Outcomes:
Summaries, analysis and performances
Main Outcome:
Poem with similar structure
Length:
10 session, 2 weeks
Overview and Outcomes:
This is a two-week planning sequence using the poem ‘Night Mail’, which was written in 1936 to accompany the documentary film of the same year and the same title. The film depicted a London, Midland, and Scottish Railway (LMS) mail train travelling from London to Scotland. It was produced by GPO Film Unit, directed by Harry Watt and Basil Wright, and narrated by John Grierson and Stuart Legg. Auden’s poem was read toward the end of the film, set to music by Benjamin Britten. Lines were chopped and changed to fit the film. The intention of the film was to show the public how the mail was distributed by train. The rhythm of the film matches the train’s movement. Auden apparently used a stopwatch as he set the lines to the film. The form of the poem is made up of eight rhymed, four-beat couplets.
Synopsis of Text:
Auden's poem for the sequence, entitled "Night Mail", was written at the film unit's main office in Soho Square.
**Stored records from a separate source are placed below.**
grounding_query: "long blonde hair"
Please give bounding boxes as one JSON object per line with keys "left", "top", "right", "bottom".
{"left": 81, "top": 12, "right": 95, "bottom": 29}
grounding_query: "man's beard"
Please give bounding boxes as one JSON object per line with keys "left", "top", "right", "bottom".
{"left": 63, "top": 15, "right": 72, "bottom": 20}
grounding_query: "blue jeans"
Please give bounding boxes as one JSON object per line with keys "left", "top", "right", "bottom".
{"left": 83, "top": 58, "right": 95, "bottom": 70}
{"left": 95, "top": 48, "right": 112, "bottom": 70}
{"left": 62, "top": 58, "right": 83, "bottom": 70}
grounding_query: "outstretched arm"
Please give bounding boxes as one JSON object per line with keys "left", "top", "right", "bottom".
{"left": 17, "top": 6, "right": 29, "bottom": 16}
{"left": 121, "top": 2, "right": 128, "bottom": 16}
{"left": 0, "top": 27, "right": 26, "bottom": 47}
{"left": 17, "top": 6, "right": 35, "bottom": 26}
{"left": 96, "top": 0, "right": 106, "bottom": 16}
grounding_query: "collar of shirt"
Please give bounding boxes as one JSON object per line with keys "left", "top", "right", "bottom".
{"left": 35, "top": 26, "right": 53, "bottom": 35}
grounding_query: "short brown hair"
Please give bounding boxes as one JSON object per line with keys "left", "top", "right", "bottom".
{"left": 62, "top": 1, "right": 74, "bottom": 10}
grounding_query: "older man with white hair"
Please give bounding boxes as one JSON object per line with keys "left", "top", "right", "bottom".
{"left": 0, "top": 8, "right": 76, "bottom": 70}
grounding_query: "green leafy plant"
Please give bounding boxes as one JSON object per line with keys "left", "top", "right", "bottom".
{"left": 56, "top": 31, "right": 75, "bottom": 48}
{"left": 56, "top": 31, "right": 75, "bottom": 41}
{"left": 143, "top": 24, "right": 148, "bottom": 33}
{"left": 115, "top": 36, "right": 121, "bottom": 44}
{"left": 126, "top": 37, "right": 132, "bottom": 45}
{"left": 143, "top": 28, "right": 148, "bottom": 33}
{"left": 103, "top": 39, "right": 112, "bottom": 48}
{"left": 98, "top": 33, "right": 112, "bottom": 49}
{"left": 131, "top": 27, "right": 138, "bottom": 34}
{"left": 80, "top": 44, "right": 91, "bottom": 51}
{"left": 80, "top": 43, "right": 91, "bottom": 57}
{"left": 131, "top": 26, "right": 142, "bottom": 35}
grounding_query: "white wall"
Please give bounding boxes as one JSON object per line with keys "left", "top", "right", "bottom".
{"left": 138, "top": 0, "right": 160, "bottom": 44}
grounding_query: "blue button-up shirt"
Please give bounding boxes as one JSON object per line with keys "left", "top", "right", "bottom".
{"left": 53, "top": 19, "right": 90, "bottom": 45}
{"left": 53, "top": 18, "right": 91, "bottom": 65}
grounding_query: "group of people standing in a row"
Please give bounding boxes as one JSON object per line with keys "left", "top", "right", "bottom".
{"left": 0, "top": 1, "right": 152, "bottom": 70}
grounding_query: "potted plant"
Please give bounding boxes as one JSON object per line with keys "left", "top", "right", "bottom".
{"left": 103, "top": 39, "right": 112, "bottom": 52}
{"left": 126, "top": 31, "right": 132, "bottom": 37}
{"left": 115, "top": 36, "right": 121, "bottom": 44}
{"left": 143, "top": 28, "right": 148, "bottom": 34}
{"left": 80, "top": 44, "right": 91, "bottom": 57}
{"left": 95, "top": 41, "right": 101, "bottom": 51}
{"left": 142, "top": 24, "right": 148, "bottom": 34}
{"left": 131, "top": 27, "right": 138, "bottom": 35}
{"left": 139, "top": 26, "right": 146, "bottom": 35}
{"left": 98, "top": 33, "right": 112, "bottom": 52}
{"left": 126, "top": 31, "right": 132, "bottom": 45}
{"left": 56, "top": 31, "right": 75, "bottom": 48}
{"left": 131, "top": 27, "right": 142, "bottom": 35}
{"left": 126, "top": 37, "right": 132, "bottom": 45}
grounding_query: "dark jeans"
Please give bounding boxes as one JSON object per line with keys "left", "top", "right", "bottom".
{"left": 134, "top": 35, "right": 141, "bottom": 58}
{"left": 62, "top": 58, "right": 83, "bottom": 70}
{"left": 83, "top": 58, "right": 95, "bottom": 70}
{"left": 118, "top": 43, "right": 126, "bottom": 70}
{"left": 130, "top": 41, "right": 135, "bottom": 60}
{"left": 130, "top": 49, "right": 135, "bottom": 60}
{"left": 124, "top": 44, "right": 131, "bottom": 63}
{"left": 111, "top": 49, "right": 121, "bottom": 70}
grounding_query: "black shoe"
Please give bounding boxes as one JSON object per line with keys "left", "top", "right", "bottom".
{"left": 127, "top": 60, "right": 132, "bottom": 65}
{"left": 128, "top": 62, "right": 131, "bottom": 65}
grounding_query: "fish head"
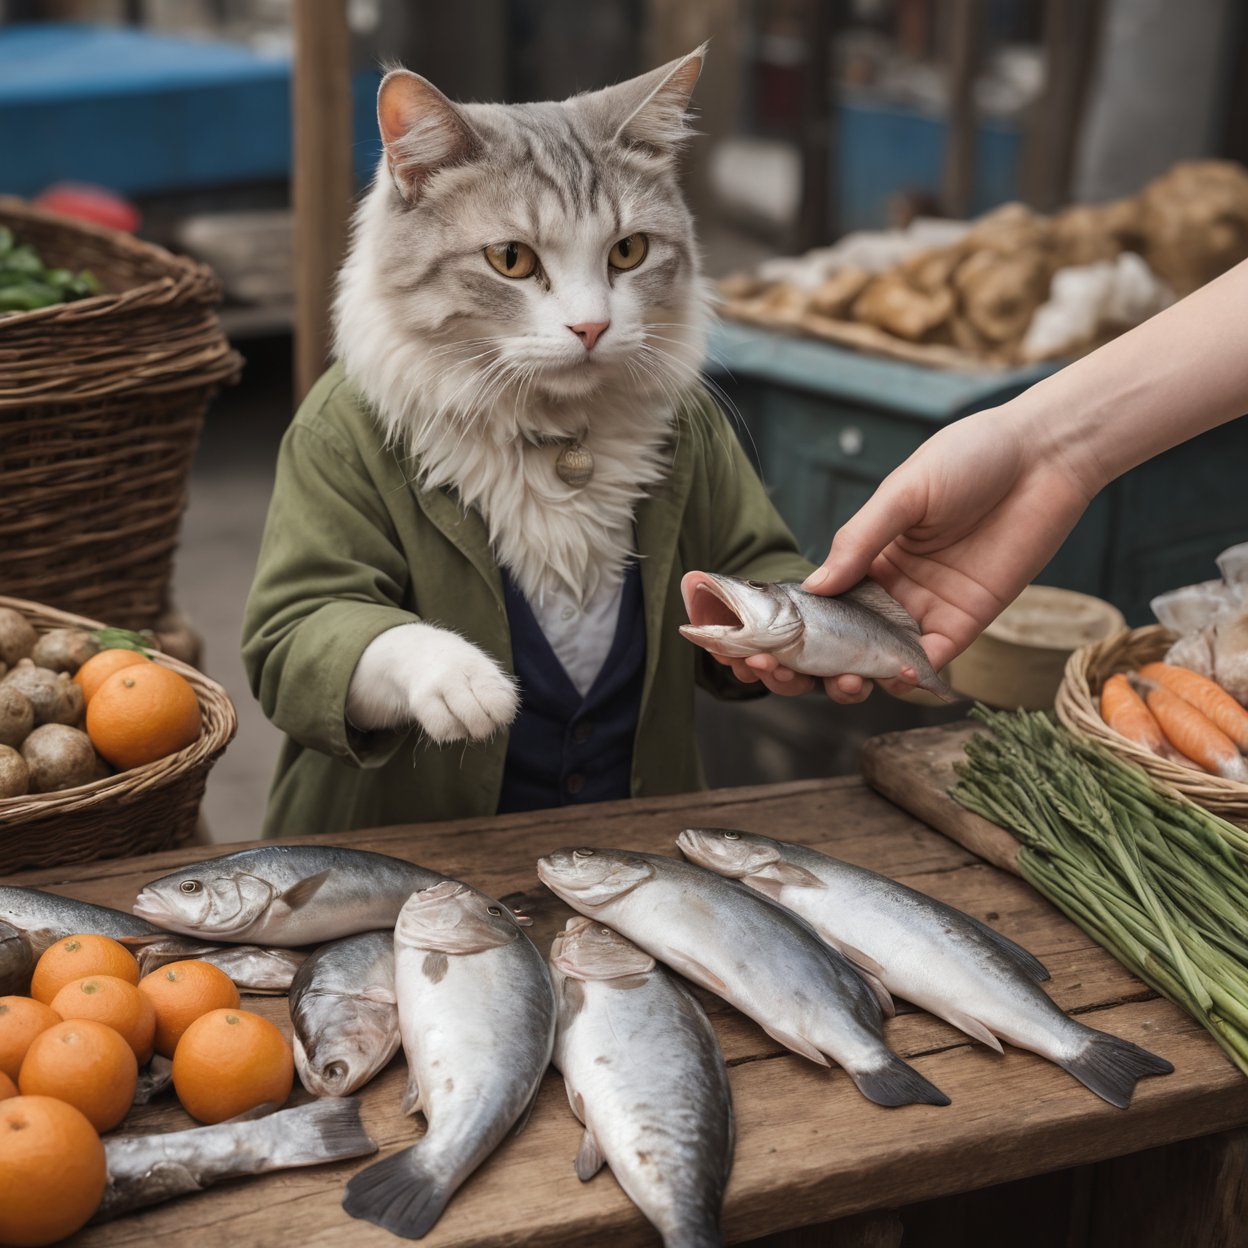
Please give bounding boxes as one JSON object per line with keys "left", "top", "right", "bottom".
{"left": 0, "top": 920, "right": 33, "bottom": 996}
{"left": 550, "top": 916, "right": 656, "bottom": 982}
{"left": 395, "top": 880, "right": 522, "bottom": 954}
{"left": 537, "top": 847, "right": 656, "bottom": 909}
{"left": 133, "top": 865, "right": 277, "bottom": 940}
{"left": 678, "top": 572, "right": 804, "bottom": 659}
{"left": 677, "top": 827, "right": 785, "bottom": 878}
{"left": 293, "top": 994, "right": 396, "bottom": 1097}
Watt described his work area as "A bare table at the end of a dark, smelly, noisy corridor", a contrast to the more peaceful surroundings that he was used to working in. He paced it to match the rhythm of the train's wheels "with a stopwatch in order to fit it exactly to the shot". Grierson biographer Forsyth Hardy wrote that Auden wrote the verse on a trial and error basis, and was cut to fit the visuals by editor Richard McNaughton in collaboration with Cavalcanti and Wright. Many lines from the original version were discarded and became "crumpled fragments in the wastepaper basket",including one that described the by the English-Scottish border as "uplands heaped like slaughtered horses" that Wright considered too strong for the landscape that was shot for it.